Base64ing Unicode characters

Can Unicode characters be encoded and decoded with Base64?
I have attempted to encode the string 'الله', but when I decoded it all I got was '????'.
Base64 converts binary to text. If you want to convert text to a base64 format, you'll need to convert the text to binary using some appropriate encoding (e.g. UTF-8, UTF-16) first.
Of course they can. It depends on how your language or Base64 routine handles Unicode input. For example, Python's b64 routines expect an encoded string (as Base64 encodes binary to text, not Unicode codepoints to text).
Python 2.5.1 (r251:54863, Jul 31 2008, 22:53:39)

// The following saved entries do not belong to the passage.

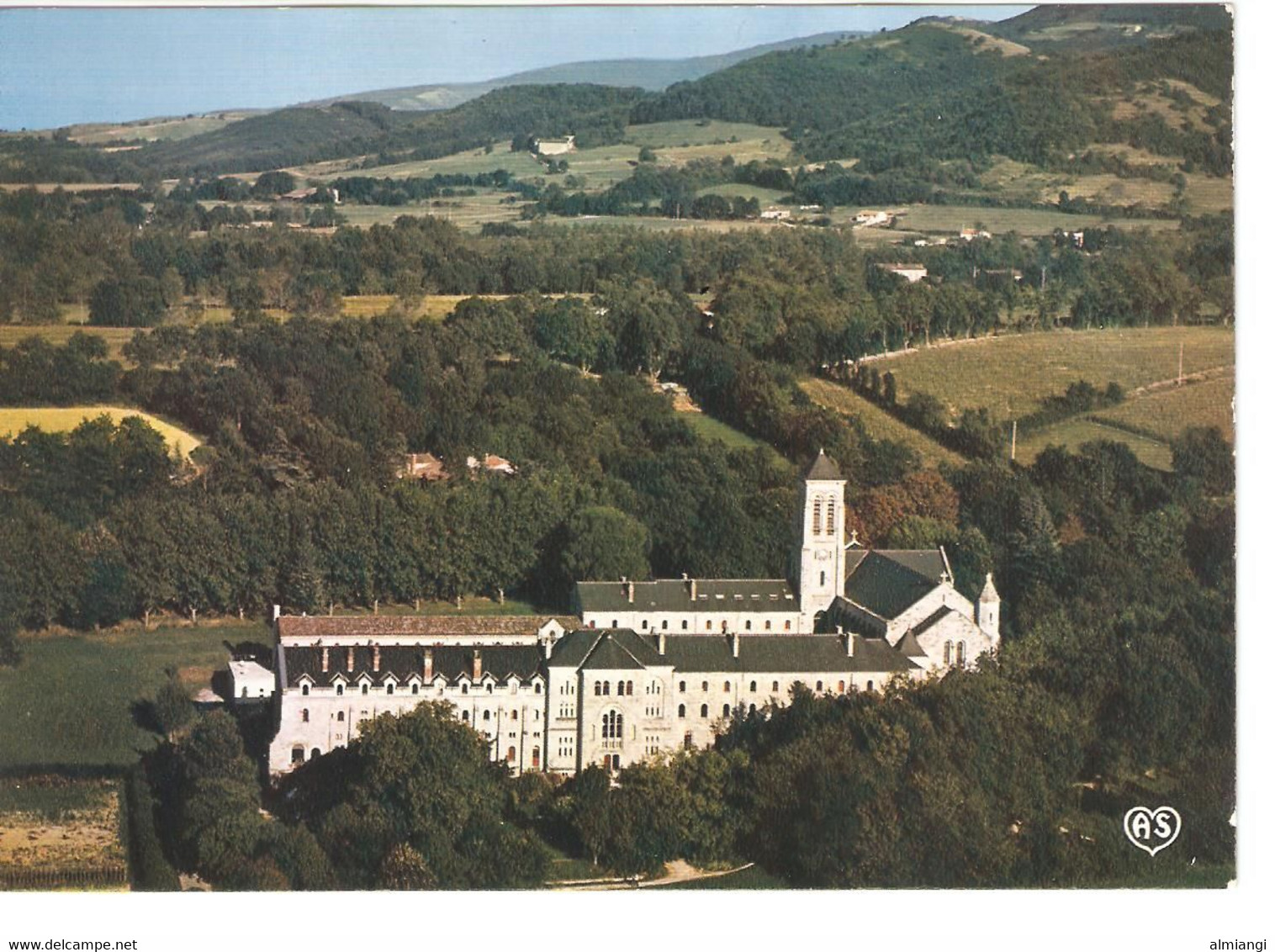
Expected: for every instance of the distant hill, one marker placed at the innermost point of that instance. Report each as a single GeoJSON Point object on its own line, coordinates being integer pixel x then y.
{"type": "Point", "coordinates": [1090, 27]}
{"type": "Point", "coordinates": [949, 89]}
{"type": "Point", "coordinates": [595, 114]}
{"type": "Point", "coordinates": [643, 74]}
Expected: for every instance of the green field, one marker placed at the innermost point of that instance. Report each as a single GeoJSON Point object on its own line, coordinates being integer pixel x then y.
{"type": "Point", "coordinates": [879, 423]}
{"type": "Point", "coordinates": [59, 334]}
{"type": "Point", "coordinates": [1166, 413]}
{"type": "Point", "coordinates": [997, 220]}
{"type": "Point", "coordinates": [69, 702]}
{"type": "Point", "coordinates": [1011, 373]}
{"type": "Point", "coordinates": [57, 420]}
{"type": "Point", "coordinates": [1074, 433]}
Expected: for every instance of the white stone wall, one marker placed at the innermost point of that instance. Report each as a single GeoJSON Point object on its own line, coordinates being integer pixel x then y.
{"type": "Point", "coordinates": [511, 717]}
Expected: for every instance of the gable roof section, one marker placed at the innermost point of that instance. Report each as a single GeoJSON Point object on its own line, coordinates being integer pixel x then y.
{"type": "Point", "coordinates": [889, 581]}
{"type": "Point", "coordinates": [675, 595]}
{"type": "Point", "coordinates": [824, 468]}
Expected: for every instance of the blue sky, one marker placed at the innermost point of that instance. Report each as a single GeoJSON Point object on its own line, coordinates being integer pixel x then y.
{"type": "Point", "coordinates": [87, 66]}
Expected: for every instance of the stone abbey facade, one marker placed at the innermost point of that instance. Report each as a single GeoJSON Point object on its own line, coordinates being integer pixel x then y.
{"type": "Point", "coordinates": [644, 667]}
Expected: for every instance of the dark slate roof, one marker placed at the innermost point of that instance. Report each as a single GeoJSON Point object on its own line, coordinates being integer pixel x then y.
{"type": "Point", "coordinates": [405, 660]}
{"type": "Point", "coordinates": [824, 468]}
{"type": "Point", "coordinates": [373, 626]}
{"type": "Point", "coordinates": [886, 583]}
{"type": "Point", "coordinates": [675, 595]}
{"type": "Point", "coordinates": [783, 653]}
{"type": "Point", "coordinates": [605, 649]}
{"type": "Point", "coordinates": [620, 649]}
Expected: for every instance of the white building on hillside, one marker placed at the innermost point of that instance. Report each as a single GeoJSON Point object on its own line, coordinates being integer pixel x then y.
{"type": "Point", "coordinates": [648, 667]}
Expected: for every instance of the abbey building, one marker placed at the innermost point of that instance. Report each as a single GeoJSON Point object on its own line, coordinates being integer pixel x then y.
{"type": "Point", "coordinates": [643, 667]}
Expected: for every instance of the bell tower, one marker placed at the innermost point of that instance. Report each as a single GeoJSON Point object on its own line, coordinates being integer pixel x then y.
{"type": "Point", "coordinates": [819, 560]}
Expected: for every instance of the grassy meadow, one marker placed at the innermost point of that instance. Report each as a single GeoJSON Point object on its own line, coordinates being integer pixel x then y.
{"type": "Point", "coordinates": [69, 704]}
{"type": "Point", "coordinates": [56, 420]}
{"type": "Point", "coordinates": [1033, 366]}
{"type": "Point", "coordinates": [879, 423]}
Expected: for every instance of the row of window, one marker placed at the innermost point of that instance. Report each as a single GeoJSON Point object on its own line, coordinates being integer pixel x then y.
{"type": "Point", "coordinates": [708, 625]}
{"type": "Point", "coordinates": [824, 518]}
{"type": "Point", "coordinates": [389, 690]}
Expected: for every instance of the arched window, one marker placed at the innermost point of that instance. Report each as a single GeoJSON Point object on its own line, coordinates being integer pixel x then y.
{"type": "Point", "coordinates": [612, 726]}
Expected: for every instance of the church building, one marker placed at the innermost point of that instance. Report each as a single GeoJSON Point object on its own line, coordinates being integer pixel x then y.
{"type": "Point", "coordinates": [645, 667]}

[GCC 4.1.2 (Ubuntu 4.1.2-0ubuntu4)] on linux2
Type "help", "copyright", "credits" or "license" for more information.
>>> a = 'ûñö'
>>> import base64
>>> base64.b64encode(a)
'w7vDscO2'
>>> base64.b64decode('w7vDscO2')
'\xc3\xbb\xc3\xb1\xc3\xb6'
>>> print '\xc3\xbb\xc3\xb1\xc3\xb6'
ûñö
>>>
>>> u'üñô'
u'\xfc\xf1\xf4'
>>> base64.b64encode(u'\xfc\xf1\xf4')
Traceback (most recent call last):
File "<stdin>", line 1, in <module>
File "/usr/lib/python2.5/base64.py", line 53, in b64encode
encoded = binascii.b2a_base64(s)[:-1]
UnicodeEncodeError: 'ascii' codec can't encode characters in position
0-2: ordinal not in range(128)
>>> base64.b64encode(u'\xfc\xf1\xf4'.encode('utf-8'))
'w7zDscO0'
>>> base64.b64decode('w7zDscO0')
'\xc3\xbc\xc3\xb1\xc3\xb4'
>>> print base64.b64decode('w7zDscO0')
üñô
>>> a = 'الله'
>>> a
'\xd8\xa7\xd9\x84\xd9\x84\xd9\x87'
>>> base64.b64encode(a)
'2KfZhNmE2Yc='
>>> b = base64.b64encode(a)
>>> print base64.b64decode(b)
الله
You didn't specify which language(s) you're using, but try converting the string to a byte array (however that's done in your language of choice) and then base64 encoding that byte array.
In .NET you can try this (encode):
byte[] encbuf;
encbuf = System.Text.Encoding.Unicode.GetBytes(input);
string encoded = Convert.ToBase64String(encbuf);
...and to decode:
byte[] decbuff;
decbuff = Convert.FromBase64String(this.ToString());
string decoded = System.Text.Encoding.Unicode.GetString(decbuff);